When will the month of June ever get a decent holiday? I mean, it was fine when we were kids and got the summer off, unless of course you had summer school. But once you become an adult, the month is just a long and endless grind until the Fourth of July. It’s like everyone decided to put only the most tragic days in June, along with all the other hand-me-down holidays. Well folks, it now seems like the month just keeps getting worst.
Yep, from here on out June 17 will be known in America as the day it became no longer safe to text all those NSFW pictures to your buddies on your company’s dime. Why, because the U.S. Supreme Court says so, that’s why.
Okay, so that was a little over-exaggerated, but at least I got your attention. Don’t get me wrong, there are some far-reaching implications resulting from this case – which will get into a little further down in the post. But for those of you who haven’t been following this case, City of Ontario, California v. Quon, and don’t feel like reading the 26-page Supreme Court opinion, here’s the lowdown.
A few years back, Sgt. Jeff Quon, a police officer in the city of Ontario, was given a pager by the his police department to allow him stay in contact with other officers and, in general, help him do his job better. But like with all free good things, people eventually tend to overuse them. And the story was no different with Quon, who had started to use his government-issued pager as his own personal messaging device. On top of sending mundane everyday communiqués, Quon also used the device to send sexually explicit messages. And that’s where things turned ugly as it turns out the devices were being monitored by his supervisors. Quon usage when over the department’s 25,000 character per month cap and his device was flagged. Quon claimed his supervisors’ searches on his pager were illegal and violated his Fourth Amendment rights. Quon’s supervisors and the city on the other hand, claim there was no violation because Quon, and indeed everyone in the police department who was issue a pager, were told ahead of time that their messages would be monitored and there was a limit on their monthly usage.
Now how can you argue with that kind of sound logic? Anyway, the justices ruled against Quon and established a new privacy law precedent. In essence, when government employees are issued communication equipment and are notified ahead of time that any communications sent from the equipment will be monitored, the government agency will be allowed to monitor the communications without violating an employee’s constitutional rights.
Now that’s all well and good, but what does it mean for the rest of us? On the surface it would seem that this ruling only extends to those employed by the government. And it certainly does. However, the reason we have crafty lawyers is because they are masters at taking a precedent and turning it on its head. There’s no reason why this rule can’t be extended to those employed in the private sector. Other than the fact that they aren’t government workers, the notification requirement seems like a perfectly sound way to ensure employees will know their communications on company equipment will be monitored.

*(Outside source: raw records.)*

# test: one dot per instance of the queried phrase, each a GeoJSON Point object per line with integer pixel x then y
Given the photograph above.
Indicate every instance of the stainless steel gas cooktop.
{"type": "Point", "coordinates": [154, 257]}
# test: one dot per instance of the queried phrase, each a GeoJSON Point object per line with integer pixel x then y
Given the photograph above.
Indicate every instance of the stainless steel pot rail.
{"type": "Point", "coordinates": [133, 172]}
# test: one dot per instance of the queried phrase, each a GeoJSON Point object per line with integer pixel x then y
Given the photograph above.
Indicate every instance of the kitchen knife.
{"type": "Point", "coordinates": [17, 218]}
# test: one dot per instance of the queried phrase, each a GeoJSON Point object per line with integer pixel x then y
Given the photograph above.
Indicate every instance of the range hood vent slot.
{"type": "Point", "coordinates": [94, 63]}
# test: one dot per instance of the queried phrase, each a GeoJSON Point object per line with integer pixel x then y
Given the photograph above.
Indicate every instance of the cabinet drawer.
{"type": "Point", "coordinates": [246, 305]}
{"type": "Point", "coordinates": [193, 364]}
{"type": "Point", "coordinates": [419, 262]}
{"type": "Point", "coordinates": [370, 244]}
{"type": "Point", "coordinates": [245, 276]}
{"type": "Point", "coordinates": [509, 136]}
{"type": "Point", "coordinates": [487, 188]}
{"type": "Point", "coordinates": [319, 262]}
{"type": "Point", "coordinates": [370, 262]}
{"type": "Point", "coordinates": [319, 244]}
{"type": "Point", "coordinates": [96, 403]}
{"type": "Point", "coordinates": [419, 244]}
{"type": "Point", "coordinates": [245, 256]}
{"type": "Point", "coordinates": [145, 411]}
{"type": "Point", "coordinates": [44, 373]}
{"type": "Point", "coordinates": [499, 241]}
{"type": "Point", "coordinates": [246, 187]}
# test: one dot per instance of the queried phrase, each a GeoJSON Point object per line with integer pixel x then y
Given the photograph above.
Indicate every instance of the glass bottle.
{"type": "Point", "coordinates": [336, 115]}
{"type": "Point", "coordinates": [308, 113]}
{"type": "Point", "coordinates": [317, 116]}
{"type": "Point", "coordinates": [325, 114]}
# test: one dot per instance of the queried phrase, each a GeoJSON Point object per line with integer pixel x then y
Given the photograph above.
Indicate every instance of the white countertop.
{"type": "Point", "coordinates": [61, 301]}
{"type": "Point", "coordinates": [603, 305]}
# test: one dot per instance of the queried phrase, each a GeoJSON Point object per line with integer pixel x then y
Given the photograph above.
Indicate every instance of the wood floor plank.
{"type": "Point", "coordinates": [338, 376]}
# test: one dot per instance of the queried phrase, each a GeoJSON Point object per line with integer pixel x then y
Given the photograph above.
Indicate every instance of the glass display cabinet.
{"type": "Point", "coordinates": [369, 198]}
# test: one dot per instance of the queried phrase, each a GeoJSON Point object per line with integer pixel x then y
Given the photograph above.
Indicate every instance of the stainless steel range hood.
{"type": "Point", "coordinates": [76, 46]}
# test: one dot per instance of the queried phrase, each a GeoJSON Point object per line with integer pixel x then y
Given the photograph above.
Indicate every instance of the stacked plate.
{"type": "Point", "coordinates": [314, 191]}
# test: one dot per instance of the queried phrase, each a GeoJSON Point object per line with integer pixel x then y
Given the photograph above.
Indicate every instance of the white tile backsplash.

If anything, legal analysts agree that this precedent holds even more sway in the private sector. Because unlike in the public sector where agencies and departments are controlled by government regulations, private employers have more free reign to set their own internal policies; their only limitation being that the rules they set must not be illegal, of course. This goes with the old contract law notion of buyer beware.
And so, like Aesop’s Fables, the moral to this story is: “Whether you work in the private or public sector, if you’re given a cell phone and told that your messages will be monitored, don’t send text messages worthy of being on this website.”